Some teams have started maintaining a CONTEXT.md or AI.md file at their repo root — a distillation of the most important architectural decisions, written for AI consumption. It’s a newer practice, but the underlying logic is the same as decision logs: make the implicit explicit.
As AI writes more of the code, the thinking that shapes the code becomes more valuable, not less. The engineer who can clearly articulate why a system is the way it is will always be more valuable than the engineer who can only describe what it is.
Getting Your Team to Actually Write Them
Documentation habits are culture problems, not tooling problems. Adding a JIRA ticket type for “decision log” won’t fix this. Here’s what does:
Make the first one for the team, not by the team
Don’t start with a workshop or a policy. Start by writing one. Find a recent significant decision, document it retroactively, and share it. “Hey, I wrote down why we chose our current deployment setup — figured it’d be useful context.” Let the artifact make the case for the practice.

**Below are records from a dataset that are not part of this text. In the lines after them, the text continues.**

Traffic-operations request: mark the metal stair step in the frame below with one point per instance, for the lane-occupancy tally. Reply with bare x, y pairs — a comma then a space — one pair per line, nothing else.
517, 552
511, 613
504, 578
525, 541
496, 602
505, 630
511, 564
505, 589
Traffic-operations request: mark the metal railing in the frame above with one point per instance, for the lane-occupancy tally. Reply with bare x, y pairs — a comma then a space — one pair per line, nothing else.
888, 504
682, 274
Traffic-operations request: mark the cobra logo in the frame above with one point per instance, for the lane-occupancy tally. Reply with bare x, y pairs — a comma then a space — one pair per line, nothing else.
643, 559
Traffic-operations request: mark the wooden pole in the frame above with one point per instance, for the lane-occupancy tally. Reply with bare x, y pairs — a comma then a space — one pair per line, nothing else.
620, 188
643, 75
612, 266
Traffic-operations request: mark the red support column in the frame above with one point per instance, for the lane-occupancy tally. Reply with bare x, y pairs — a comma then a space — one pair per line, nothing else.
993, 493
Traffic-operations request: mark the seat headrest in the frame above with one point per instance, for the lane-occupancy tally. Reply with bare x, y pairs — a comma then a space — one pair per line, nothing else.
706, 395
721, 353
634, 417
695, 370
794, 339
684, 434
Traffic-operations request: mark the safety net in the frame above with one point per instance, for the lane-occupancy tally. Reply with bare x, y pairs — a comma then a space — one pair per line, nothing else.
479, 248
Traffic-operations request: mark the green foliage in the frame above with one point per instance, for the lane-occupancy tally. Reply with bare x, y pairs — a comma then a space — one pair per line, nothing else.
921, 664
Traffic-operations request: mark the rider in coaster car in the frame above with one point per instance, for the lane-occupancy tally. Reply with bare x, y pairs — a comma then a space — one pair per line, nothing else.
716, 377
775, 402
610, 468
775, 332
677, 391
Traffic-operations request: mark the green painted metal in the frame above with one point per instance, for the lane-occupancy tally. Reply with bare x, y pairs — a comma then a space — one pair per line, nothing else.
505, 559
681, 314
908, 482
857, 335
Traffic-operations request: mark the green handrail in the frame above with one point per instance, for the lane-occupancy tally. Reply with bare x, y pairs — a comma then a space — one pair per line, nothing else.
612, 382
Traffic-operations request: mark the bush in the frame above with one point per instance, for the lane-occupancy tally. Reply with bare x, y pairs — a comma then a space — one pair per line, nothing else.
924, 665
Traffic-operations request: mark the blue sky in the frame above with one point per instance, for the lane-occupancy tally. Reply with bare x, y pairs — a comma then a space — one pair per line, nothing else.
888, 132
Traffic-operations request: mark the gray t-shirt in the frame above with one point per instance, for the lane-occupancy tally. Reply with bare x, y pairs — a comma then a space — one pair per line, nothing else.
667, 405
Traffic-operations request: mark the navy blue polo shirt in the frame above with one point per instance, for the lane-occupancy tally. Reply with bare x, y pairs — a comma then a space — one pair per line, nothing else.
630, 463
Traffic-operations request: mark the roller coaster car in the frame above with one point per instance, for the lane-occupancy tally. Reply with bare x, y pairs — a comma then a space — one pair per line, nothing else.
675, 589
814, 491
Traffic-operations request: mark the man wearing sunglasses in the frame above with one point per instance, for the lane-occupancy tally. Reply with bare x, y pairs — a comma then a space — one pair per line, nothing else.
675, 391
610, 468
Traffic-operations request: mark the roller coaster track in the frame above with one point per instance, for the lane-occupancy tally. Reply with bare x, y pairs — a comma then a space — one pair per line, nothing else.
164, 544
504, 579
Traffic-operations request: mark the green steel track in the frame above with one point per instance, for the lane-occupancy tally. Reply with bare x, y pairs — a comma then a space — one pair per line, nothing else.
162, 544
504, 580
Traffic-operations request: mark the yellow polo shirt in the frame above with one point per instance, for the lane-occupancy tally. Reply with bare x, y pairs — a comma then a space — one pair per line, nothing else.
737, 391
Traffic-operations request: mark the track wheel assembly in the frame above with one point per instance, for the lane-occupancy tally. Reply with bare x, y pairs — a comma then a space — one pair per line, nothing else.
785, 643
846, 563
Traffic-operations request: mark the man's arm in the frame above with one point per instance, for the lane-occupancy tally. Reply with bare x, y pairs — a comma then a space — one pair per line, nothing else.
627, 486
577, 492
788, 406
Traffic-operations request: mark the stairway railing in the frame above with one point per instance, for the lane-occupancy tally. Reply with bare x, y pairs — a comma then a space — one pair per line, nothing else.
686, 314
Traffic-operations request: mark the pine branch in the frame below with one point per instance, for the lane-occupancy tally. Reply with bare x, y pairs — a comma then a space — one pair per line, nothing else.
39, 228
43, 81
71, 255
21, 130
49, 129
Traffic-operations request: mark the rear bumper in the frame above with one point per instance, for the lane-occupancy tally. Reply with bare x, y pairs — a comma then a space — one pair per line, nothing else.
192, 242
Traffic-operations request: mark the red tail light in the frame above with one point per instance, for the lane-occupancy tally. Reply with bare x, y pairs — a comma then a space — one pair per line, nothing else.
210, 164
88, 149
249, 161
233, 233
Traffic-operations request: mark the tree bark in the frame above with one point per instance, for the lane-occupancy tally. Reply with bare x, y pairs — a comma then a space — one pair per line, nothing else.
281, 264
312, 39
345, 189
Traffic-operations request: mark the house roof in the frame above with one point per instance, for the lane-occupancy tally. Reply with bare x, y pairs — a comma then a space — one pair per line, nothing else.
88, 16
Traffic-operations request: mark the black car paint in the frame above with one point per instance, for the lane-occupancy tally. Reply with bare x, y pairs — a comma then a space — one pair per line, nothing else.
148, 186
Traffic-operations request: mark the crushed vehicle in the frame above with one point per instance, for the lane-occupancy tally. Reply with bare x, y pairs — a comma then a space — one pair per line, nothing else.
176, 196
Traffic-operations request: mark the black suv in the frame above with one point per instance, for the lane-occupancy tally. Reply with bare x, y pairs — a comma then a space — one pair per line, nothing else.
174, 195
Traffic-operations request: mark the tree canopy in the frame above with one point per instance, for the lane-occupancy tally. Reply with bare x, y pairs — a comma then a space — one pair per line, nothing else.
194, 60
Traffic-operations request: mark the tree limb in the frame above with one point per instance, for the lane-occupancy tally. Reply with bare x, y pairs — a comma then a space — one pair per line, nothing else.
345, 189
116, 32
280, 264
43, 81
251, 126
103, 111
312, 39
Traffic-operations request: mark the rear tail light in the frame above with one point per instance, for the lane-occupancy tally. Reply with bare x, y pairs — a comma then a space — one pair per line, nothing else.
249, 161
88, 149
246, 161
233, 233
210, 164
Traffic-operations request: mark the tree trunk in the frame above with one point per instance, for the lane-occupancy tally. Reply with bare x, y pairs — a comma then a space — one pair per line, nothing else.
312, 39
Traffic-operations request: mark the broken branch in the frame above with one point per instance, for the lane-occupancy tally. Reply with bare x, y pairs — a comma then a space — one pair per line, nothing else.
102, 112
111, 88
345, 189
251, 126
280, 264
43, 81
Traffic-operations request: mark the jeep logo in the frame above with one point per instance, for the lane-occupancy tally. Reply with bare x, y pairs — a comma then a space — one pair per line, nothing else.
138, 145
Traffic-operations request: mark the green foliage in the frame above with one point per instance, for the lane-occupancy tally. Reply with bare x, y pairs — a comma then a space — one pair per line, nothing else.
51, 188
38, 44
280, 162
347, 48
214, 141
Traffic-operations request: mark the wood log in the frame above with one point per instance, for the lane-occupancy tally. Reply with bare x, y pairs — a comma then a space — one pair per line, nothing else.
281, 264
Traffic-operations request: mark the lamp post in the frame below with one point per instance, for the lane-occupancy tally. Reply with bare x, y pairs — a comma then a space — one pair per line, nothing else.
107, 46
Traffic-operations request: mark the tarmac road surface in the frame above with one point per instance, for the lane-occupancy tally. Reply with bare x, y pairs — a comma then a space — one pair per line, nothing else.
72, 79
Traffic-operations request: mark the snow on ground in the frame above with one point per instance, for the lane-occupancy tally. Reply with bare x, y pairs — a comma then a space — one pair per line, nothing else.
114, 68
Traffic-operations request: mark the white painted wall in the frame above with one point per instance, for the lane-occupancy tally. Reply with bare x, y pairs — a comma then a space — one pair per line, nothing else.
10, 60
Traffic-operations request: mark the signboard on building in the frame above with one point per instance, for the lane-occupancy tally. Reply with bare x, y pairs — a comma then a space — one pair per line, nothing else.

Add it to your PR template
For significant PRs — new services, breaking API changes, architectural shifts — add a line to your PR template: “Does this decision need a log entry? (Link or N/A).” You’re not mandating documentation. You’re prompting the thought. Most of the time the answer will be N/A. Occasionally someone will stop and write a log instead of going with the default.
Reference them in reviews
When you’re reviewing code and you want to suggest an approach, link to a decision log if one exists. “We actually explored this option in decision-0003 — the constraint was X.” You’re teaching by example that these documents are living, useful references, not filing-cabinet artifacts.
Celebrate when they prevent work
When a decision log saves someone from a two-hour detour, say so out loud. “Good catch — we documented that in 0007, which is why we didn’t go down that path.” Make the value visible. Habits form when the feedback loop is clear.

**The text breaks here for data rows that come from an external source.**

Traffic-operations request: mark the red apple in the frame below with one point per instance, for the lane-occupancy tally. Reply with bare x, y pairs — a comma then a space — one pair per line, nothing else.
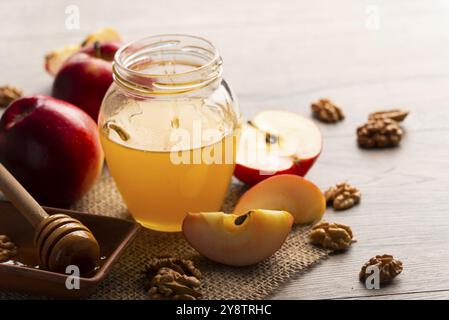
86, 76
51, 147
277, 142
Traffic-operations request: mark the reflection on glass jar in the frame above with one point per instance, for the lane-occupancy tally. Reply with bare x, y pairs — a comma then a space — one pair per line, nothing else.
169, 126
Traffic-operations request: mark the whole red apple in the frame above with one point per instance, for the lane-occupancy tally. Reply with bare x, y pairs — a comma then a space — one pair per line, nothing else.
51, 147
86, 76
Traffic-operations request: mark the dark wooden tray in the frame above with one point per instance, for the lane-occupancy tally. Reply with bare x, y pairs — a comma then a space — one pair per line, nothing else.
112, 234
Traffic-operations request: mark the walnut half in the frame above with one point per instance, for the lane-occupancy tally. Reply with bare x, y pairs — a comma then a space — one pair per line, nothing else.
8, 249
389, 268
342, 196
172, 278
398, 115
332, 236
379, 133
327, 111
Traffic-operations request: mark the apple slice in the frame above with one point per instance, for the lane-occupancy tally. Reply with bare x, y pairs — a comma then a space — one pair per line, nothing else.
277, 142
303, 199
55, 59
237, 240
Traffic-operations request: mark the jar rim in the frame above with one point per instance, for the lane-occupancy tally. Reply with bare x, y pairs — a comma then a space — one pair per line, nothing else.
120, 63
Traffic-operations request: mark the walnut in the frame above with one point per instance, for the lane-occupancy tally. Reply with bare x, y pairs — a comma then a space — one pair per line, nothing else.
8, 94
332, 236
394, 114
327, 111
342, 196
389, 268
172, 278
7, 249
379, 133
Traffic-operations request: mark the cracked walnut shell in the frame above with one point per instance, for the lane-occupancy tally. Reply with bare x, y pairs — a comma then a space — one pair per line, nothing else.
7, 249
379, 133
172, 278
8, 94
389, 268
395, 114
327, 111
342, 196
332, 236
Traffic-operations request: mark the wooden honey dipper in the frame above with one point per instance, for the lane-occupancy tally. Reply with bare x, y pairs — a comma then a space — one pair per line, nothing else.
59, 240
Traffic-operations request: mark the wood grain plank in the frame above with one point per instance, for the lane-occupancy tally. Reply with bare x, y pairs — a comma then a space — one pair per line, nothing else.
285, 54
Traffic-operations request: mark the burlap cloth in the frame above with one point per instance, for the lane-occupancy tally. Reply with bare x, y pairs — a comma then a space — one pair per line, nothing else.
219, 282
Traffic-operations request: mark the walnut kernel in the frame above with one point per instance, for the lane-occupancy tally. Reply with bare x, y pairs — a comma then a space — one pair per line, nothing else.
395, 114
342, 196
379, 133
327, 111
172, 278
332, 236
389, 268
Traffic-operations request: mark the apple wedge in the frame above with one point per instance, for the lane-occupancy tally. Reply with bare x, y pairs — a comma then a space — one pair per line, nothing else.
277, 142
55, 59
237, 240
303, 199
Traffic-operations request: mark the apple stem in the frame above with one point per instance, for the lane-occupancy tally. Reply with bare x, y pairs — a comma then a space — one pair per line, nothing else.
240, 219
270, 138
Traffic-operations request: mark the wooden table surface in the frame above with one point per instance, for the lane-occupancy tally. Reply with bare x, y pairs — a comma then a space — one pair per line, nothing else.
364, 55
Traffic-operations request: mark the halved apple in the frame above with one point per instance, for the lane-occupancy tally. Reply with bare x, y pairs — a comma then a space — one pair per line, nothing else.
237, 240
55, 59
303, 199
277, 142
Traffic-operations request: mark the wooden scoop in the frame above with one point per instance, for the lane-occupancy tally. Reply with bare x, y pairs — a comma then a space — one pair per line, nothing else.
59, 240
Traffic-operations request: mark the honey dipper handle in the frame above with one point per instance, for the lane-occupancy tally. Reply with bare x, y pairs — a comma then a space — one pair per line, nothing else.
21, 199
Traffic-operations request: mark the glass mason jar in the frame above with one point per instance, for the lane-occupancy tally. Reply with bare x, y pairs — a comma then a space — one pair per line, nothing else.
169, 126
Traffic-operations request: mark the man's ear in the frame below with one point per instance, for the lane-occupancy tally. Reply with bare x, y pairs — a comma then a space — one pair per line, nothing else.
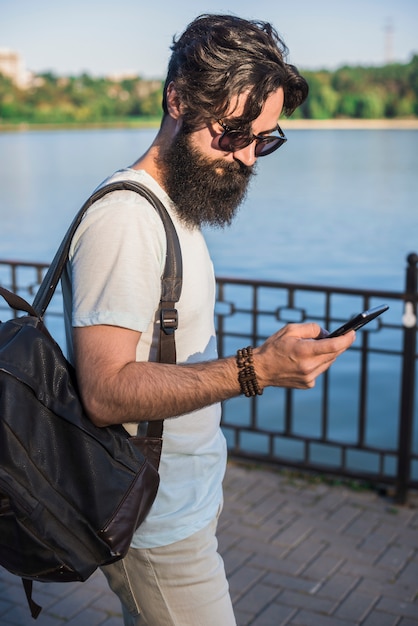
173, 102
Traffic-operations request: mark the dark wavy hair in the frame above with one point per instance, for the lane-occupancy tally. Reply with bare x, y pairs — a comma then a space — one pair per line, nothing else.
220, 56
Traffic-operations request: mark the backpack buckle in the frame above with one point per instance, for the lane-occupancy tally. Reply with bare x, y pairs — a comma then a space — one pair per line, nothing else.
169, 320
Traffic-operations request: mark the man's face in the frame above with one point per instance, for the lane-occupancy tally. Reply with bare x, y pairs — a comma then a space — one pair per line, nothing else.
207, 184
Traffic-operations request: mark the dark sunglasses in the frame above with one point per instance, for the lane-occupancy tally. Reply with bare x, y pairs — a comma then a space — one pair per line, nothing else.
232, 140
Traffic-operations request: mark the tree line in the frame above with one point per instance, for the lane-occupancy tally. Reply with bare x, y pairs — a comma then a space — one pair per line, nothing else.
389, 91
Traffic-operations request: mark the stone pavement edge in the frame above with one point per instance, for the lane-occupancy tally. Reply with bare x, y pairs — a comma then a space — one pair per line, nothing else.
298, 550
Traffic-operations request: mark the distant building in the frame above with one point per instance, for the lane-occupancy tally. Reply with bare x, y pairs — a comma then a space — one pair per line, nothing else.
12, 66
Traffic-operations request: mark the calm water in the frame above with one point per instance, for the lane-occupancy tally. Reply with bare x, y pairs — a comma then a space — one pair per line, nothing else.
331, 207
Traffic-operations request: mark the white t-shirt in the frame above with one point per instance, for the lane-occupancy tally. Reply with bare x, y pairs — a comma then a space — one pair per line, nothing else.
117, 257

What Happens When You Do This Consistently
Teams that maintain decision logs for a year or more report something that sounds almost philosophical: they get better at making decisions in the first place.

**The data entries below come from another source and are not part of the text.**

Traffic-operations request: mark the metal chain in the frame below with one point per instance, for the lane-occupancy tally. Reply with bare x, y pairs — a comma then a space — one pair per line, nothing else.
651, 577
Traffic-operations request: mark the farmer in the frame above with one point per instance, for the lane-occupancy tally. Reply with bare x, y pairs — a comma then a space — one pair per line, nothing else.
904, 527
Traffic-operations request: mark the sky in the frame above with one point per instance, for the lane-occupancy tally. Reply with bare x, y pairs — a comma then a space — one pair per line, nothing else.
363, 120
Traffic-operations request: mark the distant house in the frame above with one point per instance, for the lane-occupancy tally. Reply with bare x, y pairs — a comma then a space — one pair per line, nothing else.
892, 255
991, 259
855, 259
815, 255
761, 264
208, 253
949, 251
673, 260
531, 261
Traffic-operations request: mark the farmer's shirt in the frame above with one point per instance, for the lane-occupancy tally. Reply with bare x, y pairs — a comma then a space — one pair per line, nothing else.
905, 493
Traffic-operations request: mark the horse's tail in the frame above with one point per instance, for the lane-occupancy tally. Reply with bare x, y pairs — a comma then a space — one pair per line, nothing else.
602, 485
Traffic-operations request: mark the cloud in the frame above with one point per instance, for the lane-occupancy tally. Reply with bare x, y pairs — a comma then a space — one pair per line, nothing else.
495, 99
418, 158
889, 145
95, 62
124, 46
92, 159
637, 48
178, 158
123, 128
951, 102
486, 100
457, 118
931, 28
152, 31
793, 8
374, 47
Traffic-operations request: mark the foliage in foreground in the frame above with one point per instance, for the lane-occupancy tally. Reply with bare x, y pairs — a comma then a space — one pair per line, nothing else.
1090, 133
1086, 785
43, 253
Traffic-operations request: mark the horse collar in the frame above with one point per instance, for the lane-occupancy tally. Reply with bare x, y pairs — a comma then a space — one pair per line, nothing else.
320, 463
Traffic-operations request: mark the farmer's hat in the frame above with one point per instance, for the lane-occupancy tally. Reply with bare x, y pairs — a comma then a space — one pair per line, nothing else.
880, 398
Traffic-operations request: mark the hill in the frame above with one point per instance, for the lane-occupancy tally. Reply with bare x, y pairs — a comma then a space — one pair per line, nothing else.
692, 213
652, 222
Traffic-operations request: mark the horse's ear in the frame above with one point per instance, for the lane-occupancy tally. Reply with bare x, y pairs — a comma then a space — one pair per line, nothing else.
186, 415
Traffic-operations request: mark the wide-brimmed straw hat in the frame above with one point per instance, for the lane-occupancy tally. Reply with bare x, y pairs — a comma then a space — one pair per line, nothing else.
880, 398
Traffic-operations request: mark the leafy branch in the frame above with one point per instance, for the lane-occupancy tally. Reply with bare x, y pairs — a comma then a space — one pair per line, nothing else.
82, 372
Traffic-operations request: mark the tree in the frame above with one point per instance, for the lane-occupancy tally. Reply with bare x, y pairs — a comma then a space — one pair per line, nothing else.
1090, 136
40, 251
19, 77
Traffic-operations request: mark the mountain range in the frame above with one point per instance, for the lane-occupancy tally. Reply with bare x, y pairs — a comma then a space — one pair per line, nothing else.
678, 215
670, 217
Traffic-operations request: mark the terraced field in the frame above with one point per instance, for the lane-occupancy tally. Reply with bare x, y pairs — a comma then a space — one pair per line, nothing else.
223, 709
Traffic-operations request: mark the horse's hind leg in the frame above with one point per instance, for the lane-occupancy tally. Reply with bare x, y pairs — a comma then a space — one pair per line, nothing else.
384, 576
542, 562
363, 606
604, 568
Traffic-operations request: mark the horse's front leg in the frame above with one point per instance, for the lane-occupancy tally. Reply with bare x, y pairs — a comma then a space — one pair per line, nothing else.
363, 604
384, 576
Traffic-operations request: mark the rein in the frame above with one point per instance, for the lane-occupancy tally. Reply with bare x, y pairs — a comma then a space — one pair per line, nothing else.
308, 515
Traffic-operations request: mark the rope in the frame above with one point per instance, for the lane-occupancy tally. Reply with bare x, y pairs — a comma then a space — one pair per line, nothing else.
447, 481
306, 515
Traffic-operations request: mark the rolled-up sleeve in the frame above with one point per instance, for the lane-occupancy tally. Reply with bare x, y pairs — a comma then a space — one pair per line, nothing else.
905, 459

Writing down the context, the options, and the consequences forces a level of rigor that impromptu decisions often skip. When you know you’ll be documenting the alternatives you considered, you actually consider more alternatives. When you know you’ll be writing down the consequences, you think harder about the consequences.
The act of writing clarifies the thinking. That’s not a side effect — it’s one of the main benefits.
Onboarding gets dramatically faster. New engineers can read your decision logs and understand the shape of the system in a way that no README can convey. They see not just what you built, but the intellectual history of how you got there.
Debates get shorter. “Should we reconsider how we handle X?” starts with “let’s look at what we documented when we made that call” instead of “let me try to remember.” The shared artifact grounds the conversation.
And when something breaks — when a decision made under old constraints collides with new reality — you have a clean way to revisit it. You know exactly what assumption is no longer true. You know exactly what you’re changing.
Starting Tomorrow
You don’t need a new tool. You don’t need team buy-in. You don’t need to backfill every decision you’ve ever made.
Start with the next significant decision your team makes. Before you close the conversation, spend 15 minutes writing down what you decided, what you considered, and why. Drop it in a /decisions folder. Commit it. Share it.
That’s the whole practice. The rest is repetition.
The engineer joining six months from now will thank you. So will the version of you who’s staring at a system you built and trying to remember why you built it this way.
Write it down. Future you is counting on it.